Zachariah Twamley was born at New Shipton Farm in Sutton Coldfield in 1773, one of a large family. His father was the miller at New Hall Mill, and Zachariah followed in his father’s footsteps - for many years he held Castle Bromwich Mill on the river Tame. When he retired he moved back to Sutton Coldfield, the 1851 census records him living in a small house where the Red Rose Centre is now on Lower Parade; he is described as a “retired miller and yeoman”. After a life-long interest in Sutton’s history and politics, he sat down at the age of 82 to write a history of the town - the unpublished manuscript is in Sutton Reference Library.
Twamley devotes several pages to mills in Sutton, giving us a snapshot of their state in 1855. Beginning with Longmoor Brook, he mentions Longmoor Corn Mill and the Powell’s Forge and Mill, outside the Park, where saws, spades and shovels are made and “a good many hands are needed to get and finish them up”. Following the stream we come to Wyndley Pool, where the old rolling mill has been converted into a timber mill, and on into the town where the stream serves a leather mill at the foot of Mill Street belonging to Joseph Pitman Esq.
The next mill was Oughton’s Mill, which stood where Plantsbrook School is now. Twamley says that in 1855 it employed only a few hands in boring and grinding gun barrels; “this kind of work being principally done by steam power at Birmingham makes country Water Mills of little value”. Moving downstream to New Hall Mill, which was for grinding corn, “the family of the Twamleys were occupiers of the mill for a great number of years.” This is the only water mill still standing in Sutton, and has been restored to full working order almost as it was as Zachariah Twamley knew it in 1855. New Hall Mill is open to visitors on Bank Holiday Monday, 30th May, and again on Sunday June 12th, 10.00-4.00, when you can see corn being ground in the traditional way.

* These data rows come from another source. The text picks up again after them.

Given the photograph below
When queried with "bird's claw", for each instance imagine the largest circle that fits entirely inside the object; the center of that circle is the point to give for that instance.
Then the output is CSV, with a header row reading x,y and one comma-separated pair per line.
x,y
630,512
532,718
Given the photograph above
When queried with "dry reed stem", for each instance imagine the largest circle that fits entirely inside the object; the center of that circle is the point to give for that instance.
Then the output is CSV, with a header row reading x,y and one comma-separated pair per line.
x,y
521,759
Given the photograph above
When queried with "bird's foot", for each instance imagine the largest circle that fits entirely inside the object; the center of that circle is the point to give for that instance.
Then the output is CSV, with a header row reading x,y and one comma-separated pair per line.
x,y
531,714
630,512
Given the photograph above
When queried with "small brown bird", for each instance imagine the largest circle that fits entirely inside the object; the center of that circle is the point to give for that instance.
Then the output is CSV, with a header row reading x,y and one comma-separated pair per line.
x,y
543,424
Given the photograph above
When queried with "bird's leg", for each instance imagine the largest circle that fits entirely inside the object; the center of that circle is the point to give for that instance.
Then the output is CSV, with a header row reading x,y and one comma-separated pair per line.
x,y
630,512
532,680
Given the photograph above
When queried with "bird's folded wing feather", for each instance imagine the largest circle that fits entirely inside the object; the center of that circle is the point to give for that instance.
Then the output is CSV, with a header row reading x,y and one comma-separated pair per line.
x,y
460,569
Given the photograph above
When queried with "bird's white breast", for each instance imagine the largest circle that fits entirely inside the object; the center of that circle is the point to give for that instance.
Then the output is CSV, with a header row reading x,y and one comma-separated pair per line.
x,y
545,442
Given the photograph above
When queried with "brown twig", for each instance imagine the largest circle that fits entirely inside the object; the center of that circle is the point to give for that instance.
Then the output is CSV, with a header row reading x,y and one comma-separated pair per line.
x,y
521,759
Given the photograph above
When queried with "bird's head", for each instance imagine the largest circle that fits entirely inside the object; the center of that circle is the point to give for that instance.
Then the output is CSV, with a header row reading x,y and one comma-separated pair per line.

Further downstream from New Hall Mill was Penns Mill, for drawing and spinning wire; they “employ a great number of hands in it, both men and boys. They are reckoned to get up the best music wire of any house in the trade”. This was the most successful of the Sutton manufacturing mills, so successful that it was found necessary to move its premises to a better site in 1860, at Hay Mills in east Birmingham. Though Twamley could not foresee this, he was aware of the decline of the mills that were engaged in manufacturing, with the loss of skilled workers; earlier in his book, he described the closing of the Blade Mill in Sutton Park, where many hands had been employed in skilled ironwork - had these mills converted to steam power and expanded, Sutton may well have become an industrial town.